Thanks to a very insightful person on this forum, I've realized what exactly went wrong in my relationship. I think me and my ex were probably equally at fault. Our personalities were simply just too different. But I wrote the ex a letter explaining some things we never had the chance to talk about the night of our break up. Since I caught him at a bad time, and he didn't want to talk, I never had that closure that comes with most break up discussions. I told him there was no need to reply, but that I'd come to realize some things I wanted to put out there - if he wished to read them.

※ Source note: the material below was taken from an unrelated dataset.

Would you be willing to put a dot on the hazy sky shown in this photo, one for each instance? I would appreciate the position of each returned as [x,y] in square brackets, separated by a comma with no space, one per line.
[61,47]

I don't really want to get back together with him, and I don't for a second think he would want to get back together with me. I'm sure he's already moved on by now. I just wanted to make it clear, in a very kind way, what I needed that I wasn't getting, and that I realized I had begun to drive him crazy - precisely because I was going crazy not getting what I needed. I guess I was worried about his conception of me after the break up. I didn't want him to think I was a crazy bitch of an ex. I felt the need to try to smooth things over and let him know I wished all the best for him.
As I don't expect to hear from him, I feel like I have some kind of closure now. At least, if he even bothers to read my email, then he'll understand things from my point of view, and that I still care about him as a person. Had he done anything horrible to me, I wouldn't have cared what he thought... but he was a good guy, and it was just unfortunate our respective flaws got in the way of our relationship.